Um zu verstehen, was es damit überhaupt auf sich hat, muss man Zweierlei wissen: zum einen, dass es sich bei einem Hopfenstrackl um eine abgeerntete Rebe handelt. Zum anderen, dass die Hopfenbauern bis zum Einzug der Pflückmaschine den Aufleitdraht, der mit einem „Hakl“ oben am Längsdraht eingehängt wurde, wiederverwendet haben. Und genau hier kommt der Stracklzieher ins Spiel: Mit ihm wurden die Reben, die nach der Handpflücke im Hopfengarten lagen, im Herbst vom Draht abgezogen. In der Regel passierte das händisch mit einer einfachen Eisenkralle mit Griff und gebogenem Haken. „Eine mühsame Schinderei“ war diese Arbeit laut Museumsleiter Christoph Pinzl, und so hatten findige Köpfe damals auch eine Maschine für das Stracklziehen entwickelt.

Die Kralle, die die Rebe „runterwuzelt“, sitzt bei der Maschine auf einem rundherum laufenden Riemen. Eigentlich sind es sogar drei Krallen, die gleichmäßig versetzt sind. Vorne wird mit dem Haken die Rebe samt Draht eingeklemmt und auf das laufende Band gelegt – dabei ist das Festhalten der Rebe am anderen Ende wichtig, damit sie nicht abgeworfen wird. Die Kralle nimmt die Rebe mit und streift sie ab, der bloße Draht bleibt übrig.

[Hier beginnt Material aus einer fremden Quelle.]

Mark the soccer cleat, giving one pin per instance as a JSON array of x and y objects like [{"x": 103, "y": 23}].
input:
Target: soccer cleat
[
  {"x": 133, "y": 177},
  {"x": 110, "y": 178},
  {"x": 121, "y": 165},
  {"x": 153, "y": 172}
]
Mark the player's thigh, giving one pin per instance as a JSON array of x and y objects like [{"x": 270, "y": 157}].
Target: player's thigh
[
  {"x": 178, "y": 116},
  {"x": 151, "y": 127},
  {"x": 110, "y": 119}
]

Sehr weit verbreitet war diese „Draht-Rauszieh-Maschine“ aber eher nicht, wie Lorenz Reich, Vorsitzender des Museumsvereins erklärt. Vermutlich deshalb wussten selbst die ansonsten sehr versierten Fachleute vom Museum nicht recht, um was für ein Gerät es sich handelt, dessen Teile schon lange im Museumsdepot gelagert waren. Reich forschte nach und hatte Erfolg: Es stellte sich nicht nur heraus, dass es sich um einen mechanischen Stracklzieher handelt, sondern auch, dass dieser von Georg Schmid aus Oberlauterbach stammt, der ihn dem Museum geschenkt hatte. Und der auch noch weiß, wie das Gerät funktioniert.

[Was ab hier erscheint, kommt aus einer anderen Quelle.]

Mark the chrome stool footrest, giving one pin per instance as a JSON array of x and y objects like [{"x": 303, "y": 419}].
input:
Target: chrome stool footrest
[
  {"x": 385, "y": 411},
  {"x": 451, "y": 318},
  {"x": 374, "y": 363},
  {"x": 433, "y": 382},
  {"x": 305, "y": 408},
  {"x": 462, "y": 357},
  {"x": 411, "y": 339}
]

Gemeinsam mit ihm brachten die Museumsleute den Stracklzieher jetzt wieder zum Laufen. Die lange vergessene Arbeitsweise wurde dabei detailliert in einem Film festgehalten, den sich Museumsbesucher dann einmal ansehen können. „Wir freuen uns, dass es funktioniert hat und das Ganze so für die Nachwelt erhalten bleibt“, so Reich. Einen Platz wird der Stracklzieher vermutlich einmal im Schaudepot bekommen, das derzeit am Rennerstadel in Gosseltshausen gebaut wird. In diesem soll vor allem Hopfentechnik von anno dazumal ausgestellt werden. Für den Einsatz des Geräts nach fast 70 Jahren – es wurde laut Georg Schmid auf seinem Hof wohl in den 1950ern genutzt – war einiges an Tüftelei nötig. „Aber gemeinsam sind wir draufgekommen, wie es geht“, so Reich. Rückschläge inbegriffen: So war gleich beim ersten Einsatz der Riemen gerissen und musste zuerst geflickt werden, damit die Filmaufnahmen wie vereinbart über die Bühne gehen konnten. Im Frühjahr hatte der Verein außerdem extra Hopfen mit den alten verzinkten Drähten samt Haken angebaut, wie sie früher verwendet wurden.

Heutzutage ist das anders: Der Eisendraht wird beim Aufhängen nicht mit einem Haken befestigt, sondern am Längsdraht festgeknüpft und bei der Ernte zusammen mit den Pflanzenresten in der Pflückmaschine kleingehäckselt. Das Stracklziehen ist damit also längst passé. Eine Erklärung des Begriffs „Strackl“ hat übrigens Museumsleiter Christoph Pinzl parat. Nach seinen Recherchen leitet ihn der bairische Mundartforscher Johann Andreas Schmeller vom Verb „strecken““ ab. Ein Strackl steht damit für etwas, das sich in die Höhe streckt – wie eben die Hopfenrebe.